Falar de energias virtuosas, é falar de valores, de moral, de boas vibrações…Saraceni nos traz a seguinte informação:

Ao abordarmos este tipo de energia, saímos dos padrões estáveis e com dinâmica própria, para adentrarmos no magnífico padrão de E.V.M.L.C. (Energia, Vibratória, Magnética, Luminosa e Colorida) que existe no ser humano, enquanto criação divina.

A ele, é dado autonomia para a maior ou menor emissão desses padrões muito sutis de energias, que são: virtuosas, viciadas, masculina e feminina, espiritual, humana, carnal, mental, racional, emocional e sexual.

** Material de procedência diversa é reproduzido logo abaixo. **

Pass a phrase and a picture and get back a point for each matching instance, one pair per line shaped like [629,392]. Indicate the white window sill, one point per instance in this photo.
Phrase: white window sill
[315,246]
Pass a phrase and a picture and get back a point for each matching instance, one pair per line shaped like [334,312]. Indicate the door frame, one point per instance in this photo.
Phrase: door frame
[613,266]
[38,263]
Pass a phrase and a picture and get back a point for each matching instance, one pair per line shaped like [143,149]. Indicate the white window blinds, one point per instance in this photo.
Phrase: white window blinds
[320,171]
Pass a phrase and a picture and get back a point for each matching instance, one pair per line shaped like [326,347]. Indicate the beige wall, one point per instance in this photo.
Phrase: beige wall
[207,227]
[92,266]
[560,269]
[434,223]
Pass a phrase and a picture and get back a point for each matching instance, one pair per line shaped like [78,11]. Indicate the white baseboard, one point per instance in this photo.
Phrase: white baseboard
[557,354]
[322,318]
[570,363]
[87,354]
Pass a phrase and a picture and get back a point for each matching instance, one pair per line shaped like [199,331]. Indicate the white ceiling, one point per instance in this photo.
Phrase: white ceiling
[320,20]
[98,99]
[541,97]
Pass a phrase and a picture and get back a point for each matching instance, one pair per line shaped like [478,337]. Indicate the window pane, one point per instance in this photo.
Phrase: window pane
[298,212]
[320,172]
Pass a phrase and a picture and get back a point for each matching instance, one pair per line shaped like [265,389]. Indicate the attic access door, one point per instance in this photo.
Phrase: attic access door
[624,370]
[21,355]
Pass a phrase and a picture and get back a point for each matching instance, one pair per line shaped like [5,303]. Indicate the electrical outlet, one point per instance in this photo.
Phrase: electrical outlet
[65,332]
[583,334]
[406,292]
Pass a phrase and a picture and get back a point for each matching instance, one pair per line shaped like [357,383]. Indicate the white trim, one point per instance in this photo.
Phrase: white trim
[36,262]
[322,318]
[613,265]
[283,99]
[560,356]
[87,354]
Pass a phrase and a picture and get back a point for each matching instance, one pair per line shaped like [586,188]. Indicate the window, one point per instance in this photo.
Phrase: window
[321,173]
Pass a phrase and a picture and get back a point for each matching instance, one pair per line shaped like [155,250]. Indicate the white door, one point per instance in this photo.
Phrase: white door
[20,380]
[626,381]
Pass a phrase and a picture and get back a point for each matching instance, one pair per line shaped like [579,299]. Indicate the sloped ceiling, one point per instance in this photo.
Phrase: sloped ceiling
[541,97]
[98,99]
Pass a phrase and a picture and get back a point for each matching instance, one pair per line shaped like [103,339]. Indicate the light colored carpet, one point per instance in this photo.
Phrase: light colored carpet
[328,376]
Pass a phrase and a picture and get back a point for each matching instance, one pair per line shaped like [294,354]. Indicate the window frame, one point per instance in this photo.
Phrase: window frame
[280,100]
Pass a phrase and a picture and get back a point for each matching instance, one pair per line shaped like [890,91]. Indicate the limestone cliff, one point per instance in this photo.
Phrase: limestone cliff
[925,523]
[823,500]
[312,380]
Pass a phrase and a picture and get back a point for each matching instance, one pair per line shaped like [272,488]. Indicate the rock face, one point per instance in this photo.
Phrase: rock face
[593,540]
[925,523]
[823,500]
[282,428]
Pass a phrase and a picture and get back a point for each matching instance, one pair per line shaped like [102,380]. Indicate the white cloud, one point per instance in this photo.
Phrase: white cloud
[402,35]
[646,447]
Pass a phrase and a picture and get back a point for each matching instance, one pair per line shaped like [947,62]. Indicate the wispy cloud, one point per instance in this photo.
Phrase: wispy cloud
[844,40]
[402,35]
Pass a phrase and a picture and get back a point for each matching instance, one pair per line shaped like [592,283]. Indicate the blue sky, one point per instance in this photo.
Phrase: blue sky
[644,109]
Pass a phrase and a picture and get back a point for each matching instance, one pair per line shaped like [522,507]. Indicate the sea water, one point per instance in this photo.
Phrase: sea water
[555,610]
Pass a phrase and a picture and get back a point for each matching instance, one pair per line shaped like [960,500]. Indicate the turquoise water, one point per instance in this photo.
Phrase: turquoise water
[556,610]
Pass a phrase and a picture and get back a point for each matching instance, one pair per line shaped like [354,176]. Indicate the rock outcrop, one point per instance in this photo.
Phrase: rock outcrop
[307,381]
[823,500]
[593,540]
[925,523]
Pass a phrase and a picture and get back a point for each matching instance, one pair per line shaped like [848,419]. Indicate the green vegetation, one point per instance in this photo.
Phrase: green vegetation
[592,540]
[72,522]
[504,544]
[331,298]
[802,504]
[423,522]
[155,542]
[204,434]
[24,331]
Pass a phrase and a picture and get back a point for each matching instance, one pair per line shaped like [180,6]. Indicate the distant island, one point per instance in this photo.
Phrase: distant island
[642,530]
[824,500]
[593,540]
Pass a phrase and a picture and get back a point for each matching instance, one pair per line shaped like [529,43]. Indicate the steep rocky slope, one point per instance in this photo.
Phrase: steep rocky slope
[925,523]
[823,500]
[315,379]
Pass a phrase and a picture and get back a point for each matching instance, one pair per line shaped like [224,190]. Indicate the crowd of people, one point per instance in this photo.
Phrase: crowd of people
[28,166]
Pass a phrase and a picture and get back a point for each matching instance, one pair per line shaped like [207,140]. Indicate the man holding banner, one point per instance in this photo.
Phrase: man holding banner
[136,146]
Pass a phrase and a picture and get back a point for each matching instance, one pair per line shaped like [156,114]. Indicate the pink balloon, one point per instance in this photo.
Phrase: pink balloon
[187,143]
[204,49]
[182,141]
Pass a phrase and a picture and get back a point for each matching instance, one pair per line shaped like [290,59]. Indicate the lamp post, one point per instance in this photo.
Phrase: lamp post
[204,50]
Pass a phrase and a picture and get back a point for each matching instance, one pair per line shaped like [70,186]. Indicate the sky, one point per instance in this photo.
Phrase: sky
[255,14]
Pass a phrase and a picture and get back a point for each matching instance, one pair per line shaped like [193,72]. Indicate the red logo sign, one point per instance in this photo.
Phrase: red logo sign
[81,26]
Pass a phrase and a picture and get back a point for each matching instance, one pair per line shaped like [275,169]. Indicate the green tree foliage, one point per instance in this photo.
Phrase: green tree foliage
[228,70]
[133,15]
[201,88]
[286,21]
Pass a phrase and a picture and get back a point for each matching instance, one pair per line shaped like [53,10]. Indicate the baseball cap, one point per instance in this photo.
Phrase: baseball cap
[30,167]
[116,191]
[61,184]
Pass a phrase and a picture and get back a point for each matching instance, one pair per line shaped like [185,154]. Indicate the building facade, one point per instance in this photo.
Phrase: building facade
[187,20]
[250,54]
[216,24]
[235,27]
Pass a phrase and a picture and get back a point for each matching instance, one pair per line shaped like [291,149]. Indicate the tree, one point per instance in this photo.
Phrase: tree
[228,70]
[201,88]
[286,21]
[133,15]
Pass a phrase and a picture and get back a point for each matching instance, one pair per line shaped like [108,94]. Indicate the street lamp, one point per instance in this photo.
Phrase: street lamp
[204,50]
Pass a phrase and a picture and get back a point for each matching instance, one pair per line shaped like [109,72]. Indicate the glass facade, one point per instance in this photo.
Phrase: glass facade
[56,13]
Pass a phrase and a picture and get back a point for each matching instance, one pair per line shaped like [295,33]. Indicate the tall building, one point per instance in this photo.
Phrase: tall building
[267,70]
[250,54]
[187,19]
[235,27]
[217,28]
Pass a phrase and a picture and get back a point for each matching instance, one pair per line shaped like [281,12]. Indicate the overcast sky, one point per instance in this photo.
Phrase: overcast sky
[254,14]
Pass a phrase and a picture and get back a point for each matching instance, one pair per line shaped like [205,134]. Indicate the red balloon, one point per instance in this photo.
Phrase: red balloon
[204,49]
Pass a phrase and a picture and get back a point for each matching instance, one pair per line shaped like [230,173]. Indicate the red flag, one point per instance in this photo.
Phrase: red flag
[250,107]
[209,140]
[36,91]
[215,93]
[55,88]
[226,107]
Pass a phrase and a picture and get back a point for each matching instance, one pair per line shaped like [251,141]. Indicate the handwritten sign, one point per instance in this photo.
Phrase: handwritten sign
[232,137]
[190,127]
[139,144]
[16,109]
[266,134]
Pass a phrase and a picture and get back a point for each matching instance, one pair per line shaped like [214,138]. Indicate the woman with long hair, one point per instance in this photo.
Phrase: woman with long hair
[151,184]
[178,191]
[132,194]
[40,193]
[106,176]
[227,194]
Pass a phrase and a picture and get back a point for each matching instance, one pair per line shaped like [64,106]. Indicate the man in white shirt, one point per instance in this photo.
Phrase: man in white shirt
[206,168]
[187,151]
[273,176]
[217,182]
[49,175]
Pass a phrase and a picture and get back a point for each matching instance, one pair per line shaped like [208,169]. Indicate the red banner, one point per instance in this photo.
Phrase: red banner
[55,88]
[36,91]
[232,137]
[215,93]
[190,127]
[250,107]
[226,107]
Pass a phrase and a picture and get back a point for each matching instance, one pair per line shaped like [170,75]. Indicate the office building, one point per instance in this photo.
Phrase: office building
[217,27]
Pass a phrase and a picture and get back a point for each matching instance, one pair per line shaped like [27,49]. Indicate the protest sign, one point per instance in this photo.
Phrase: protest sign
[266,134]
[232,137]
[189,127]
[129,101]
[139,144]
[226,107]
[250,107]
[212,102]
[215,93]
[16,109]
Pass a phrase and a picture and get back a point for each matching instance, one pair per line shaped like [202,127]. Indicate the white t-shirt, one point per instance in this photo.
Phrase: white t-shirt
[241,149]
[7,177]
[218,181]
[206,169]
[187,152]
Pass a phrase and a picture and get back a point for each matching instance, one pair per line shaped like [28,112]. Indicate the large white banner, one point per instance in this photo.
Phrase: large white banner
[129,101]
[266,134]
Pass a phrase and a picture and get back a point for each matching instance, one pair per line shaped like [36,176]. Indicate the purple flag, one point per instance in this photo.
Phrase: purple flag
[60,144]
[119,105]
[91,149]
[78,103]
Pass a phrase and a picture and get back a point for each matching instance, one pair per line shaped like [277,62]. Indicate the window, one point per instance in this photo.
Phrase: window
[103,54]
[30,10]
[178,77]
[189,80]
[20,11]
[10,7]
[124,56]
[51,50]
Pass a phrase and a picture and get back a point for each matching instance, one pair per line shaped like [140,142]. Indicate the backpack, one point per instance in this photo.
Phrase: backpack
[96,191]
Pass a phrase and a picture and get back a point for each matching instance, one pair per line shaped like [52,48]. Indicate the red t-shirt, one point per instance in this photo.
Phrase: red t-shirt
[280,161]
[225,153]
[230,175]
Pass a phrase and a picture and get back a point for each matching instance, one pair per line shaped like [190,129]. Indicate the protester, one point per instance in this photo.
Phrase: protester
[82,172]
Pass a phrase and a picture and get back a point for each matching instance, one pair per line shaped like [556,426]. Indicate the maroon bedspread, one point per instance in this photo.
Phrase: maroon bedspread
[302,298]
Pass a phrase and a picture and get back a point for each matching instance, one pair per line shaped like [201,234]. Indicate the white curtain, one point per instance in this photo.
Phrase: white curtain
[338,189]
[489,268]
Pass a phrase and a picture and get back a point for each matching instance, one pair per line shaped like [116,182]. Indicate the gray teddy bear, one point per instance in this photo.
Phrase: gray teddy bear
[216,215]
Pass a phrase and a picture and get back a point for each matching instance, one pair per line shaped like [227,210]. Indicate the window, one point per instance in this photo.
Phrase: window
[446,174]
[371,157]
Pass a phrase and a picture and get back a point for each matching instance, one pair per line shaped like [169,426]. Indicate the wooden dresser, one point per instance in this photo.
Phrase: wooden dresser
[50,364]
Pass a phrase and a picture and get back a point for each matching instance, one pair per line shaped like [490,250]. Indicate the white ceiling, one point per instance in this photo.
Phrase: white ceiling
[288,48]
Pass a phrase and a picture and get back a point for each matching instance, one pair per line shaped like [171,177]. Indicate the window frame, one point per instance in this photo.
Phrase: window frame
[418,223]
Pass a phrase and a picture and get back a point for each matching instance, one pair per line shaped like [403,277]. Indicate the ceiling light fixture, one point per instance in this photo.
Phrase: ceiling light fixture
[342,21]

Primeiramente vamos às energias virtuosas, pois são elas que nos elevam a esferas luminosas mais sutis, quando as absorvemos por inteiro e fazemos do nosso todo espiritual um meio para sua exteriorização. Embora seja muito pessoal, pode ser transmitida, doada, passada e despertada em nossos semelhantes, desde que bem direcionadas. Podemos identificá-la:

  • Com as sete virtudes (Amor, Conhecimento, Fé, Razão, Lei, Sabedoria e Vida);
  • Com as sete cores do arco-íris divino, que são: branco cristalino, azul cintilante, rosado, verde, dourado cristalino, amarelo cristalino, prateado cintilante;
  • Com os sete símbolos sagrados;
  • Com as sete notas musicais;
  • Com os sete dons originais;
  • Com os sete graus de evolução do espírito no estágio humano;
  • Com as sete esferas ascendentes, ou luminosas.

As energias virtuosas são estados “de” e “do” espírito humano. Elas somente se manifestam, e podem ser sentidas, doadas ou despertadas, se assim o desejarmos, ou se formos induzidos a aceitar tal padrão vibratório. Sem isto, elas continuam à nossa volta sem serem por nós absorvidas. Temos então, um arco-íris invisível aos olhos carnais, mas que é sentido e percebido pelo nosso espírito imortal. Se nos harmonizamos com a energia divina, logo as energias virtuosas começam a inundar-nos com seu poder e sua força. Poder e força, em princípio, pertencem a Deus (energia divina), mas estão à nossa disposição, para que os usemos em benefício de nossos semelhantes, e da humanidade como um todo.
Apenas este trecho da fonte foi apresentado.